Electron-Pair Repulsion Theory
What is it?
- The Electron-Pair Repulsion Theory is basically a theory that states that the valence electron pairs surrounding an atom will mutually repel each other and thus determine the molecular geometry or shape of the molecule itself.
- From this theory you can predict the shape of a molecule based on the extent of the electrostatic repulsion of the electron pairs.
How does it work?
Imagine trying to force the same poles of two magnets together, what would happen? They would repel each other! This is much the same for electrons, because they are negatively charged the electron pair in the outer shell of the central atom of a molecule will repel the other electron pairs in the other atoms of the molecule.
This repulsion will cause the electron pairs to move as far away from each other as possible, whilst keeping within the confines of the intermolecular bonds that are holding the molecule together.
The molecule will then form a 3-Dimensional shape because of this.
Below are the main shapes that molecules can form.
- An example of a linear molecule (as seen in the picture to the right) is Beryllium Hydride (BeH2).
- Linear molecules have 2 bonded pairs of electrons and no lone pairs.
- The bonds will repel as far as possible and create a molecule with a bond angle of 180o.
- An example of a Non-Linear molecule is H2O (water).
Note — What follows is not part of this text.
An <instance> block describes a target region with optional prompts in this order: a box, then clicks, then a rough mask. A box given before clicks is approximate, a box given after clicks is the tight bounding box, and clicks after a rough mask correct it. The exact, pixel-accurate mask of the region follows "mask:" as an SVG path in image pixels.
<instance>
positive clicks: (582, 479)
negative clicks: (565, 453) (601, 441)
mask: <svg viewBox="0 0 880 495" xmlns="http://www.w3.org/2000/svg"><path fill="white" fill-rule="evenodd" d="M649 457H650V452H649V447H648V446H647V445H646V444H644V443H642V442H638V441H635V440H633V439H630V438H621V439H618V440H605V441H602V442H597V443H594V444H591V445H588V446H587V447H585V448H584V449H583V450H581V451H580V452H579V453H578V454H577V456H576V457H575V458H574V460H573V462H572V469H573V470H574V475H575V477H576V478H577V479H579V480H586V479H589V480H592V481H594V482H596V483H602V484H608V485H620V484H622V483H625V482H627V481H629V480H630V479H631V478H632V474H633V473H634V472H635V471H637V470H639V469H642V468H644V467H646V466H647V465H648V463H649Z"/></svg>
- Because there are 6 outermost electrons in an oxygen atom and only 1 outermost electron in each hydrogen atom, the H2O molecule will have 2 bonded pairs of electrons and 2 lone pairs of electrons.
- The lone pairs will repel more than the bonded pairs of electrons and therefore repel the other bonded electron pairs further away from itself.
- This repulsion creates a Non-Linear (or 'bent') shape with bond angles of 104o.
Trigonal Planar Shapes
- An example of a molecule with a trigonal planar shape is Boron Triflouride (BF3).
- Boron Triflouride has 3 bonded pairs of electrons and no lone pairs.
- This molecule is very reactive and will accept lone pairs of electrons.
- Because of the equal repulsion between the atoms, Boron Triflouride forms a Trigonal Planar shape with a bond angle of 120o.
Trigonol Bipyramidal Shape
- An example of a molecule with a Trigonol Bipyramidal shape is Ammonia (NH3).
- Ammonia has three bonding pairs and one lone pair of electrons on the central nitrogen atom.
- The lone pair decreases the bond angle of the atom because it repels more than the bonded pairs.
- This gives the Ammonia molecule a Trigonol Bipyramidal shape with a bond angle of 107o.
- Methane (CH4) is an example of a molecule with a tetrahedral shape.
- There are 4 bonding pairs of electrons between the atoms and no lone pairs.
- These pairs repel each other to the corners of a regular tetrahedron.
- This creates the tetrahedral shape of the molecule, with a bond angle of 109.5o.
- An example of a molecule with an octahedron shape is Sulfur Hexaflouride (SF6).
- It has 6 bonded pairs and no lone pairs.
- All of the bonded pairs in Sulfur Hexaflouride repel equally.
- The bond angles in an octahedron shaped moleculeare 90o.